News & Events

EEE: What You Need to Know

Eastern Equine Encephalitis (EEE) is on the rise in many Boston suburbs – but what exactly is it? How can you get it? How can you protect yourself and your family? Attending Physician and Associate Director of the Infectious Diseases Fellowship Program, Brian D. W. Chow, MD, answers all of our pressing questions in this brief Q&A.

What is EEE and what happens if you get it?

Eastern Equine Encephalitis (EEE) is a virus transmitted from a mosquito bite. It normally lives in birds, but certain mosquitoes that bite both birds and humans can pass the virus to humans.

It is estimated that in the vast majority of cases, about 95%, the person will fight off the virus with only a mild illness. In the remaining 5%, the virus will travel to the brain and cause encephalitis—inflammation and swelling of the brain.

Most cases will start with a mild illness and fever. Cases of encephalitis will develop signs and symptoms about 3-4 days into the illness. This can include headache, drowsiness, confusion and/or change in personality. Of people who develop encephalitis, even with modern medical care, about one-third will die, and many survivors will have long lasting nervous system problems.

Are there treatments available?

There is no vaccine for EEE, and there is no medicine which acts directly against the virus. Doctors and nurses support the body’s functions as the body heals.

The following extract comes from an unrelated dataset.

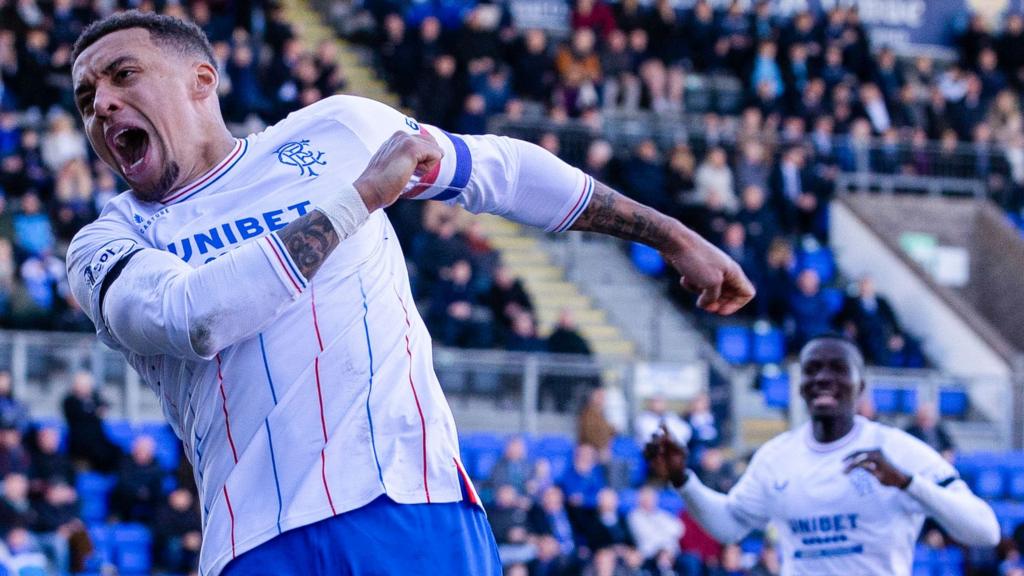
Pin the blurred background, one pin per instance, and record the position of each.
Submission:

What is the prevalence in MA?

EEE comes and goes. The last outbreak in Massachusetts was in 2019. So far in 2020, there has been no reported cases in Massachusetts and the risk is low across most counties. View the Massachusetts Department of Public Health risk map >

How you can protect yourself and your family?

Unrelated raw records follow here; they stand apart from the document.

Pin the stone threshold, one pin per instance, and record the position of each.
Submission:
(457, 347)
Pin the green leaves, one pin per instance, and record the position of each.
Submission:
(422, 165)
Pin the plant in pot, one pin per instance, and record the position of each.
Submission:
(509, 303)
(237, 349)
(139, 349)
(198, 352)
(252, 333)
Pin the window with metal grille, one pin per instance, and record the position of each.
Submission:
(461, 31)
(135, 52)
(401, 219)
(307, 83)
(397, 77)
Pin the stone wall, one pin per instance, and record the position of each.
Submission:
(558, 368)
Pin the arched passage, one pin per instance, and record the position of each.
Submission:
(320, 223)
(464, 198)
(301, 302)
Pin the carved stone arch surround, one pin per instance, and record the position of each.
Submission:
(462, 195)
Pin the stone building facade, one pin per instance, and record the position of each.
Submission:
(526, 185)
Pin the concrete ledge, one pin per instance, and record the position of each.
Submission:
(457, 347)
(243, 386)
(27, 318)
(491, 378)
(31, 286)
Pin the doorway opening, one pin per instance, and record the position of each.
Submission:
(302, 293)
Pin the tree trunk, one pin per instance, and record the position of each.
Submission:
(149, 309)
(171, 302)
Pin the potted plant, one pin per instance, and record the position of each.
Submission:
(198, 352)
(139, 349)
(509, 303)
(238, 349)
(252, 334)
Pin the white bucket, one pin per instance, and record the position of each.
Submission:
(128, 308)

Keep from getting bitten by mosquitoes! Here are some tips:

  • The mosquitoes that transmit EEE bite between dusk and dawn. Avoid spending time outdoors during these times if you can.
  • Ensure that you sleep with windows closed and air conditioning on.
  • If you have screens, make sure they are in good repair and have no holes where mosquitoes can get inside.
  • While outside, wear clothes that will cover up as much skin as possible to reduce areas where mosquitoes can bite.
  • Wear a CDC recommended insect repellent, such as DEET or oil of lemon eucalyptus.
  • Make sure you get rid of standing or stagnant water to reduce placed where mosquitoes can breed.

What you should ask of your town/city for further protection?

Ask about any plans for spraying for mosquitoes and instructions on what do while they are spraying in your neighborhood. The Massachusetts Department of Public Health maintains maps showing the risk for EEE in your area.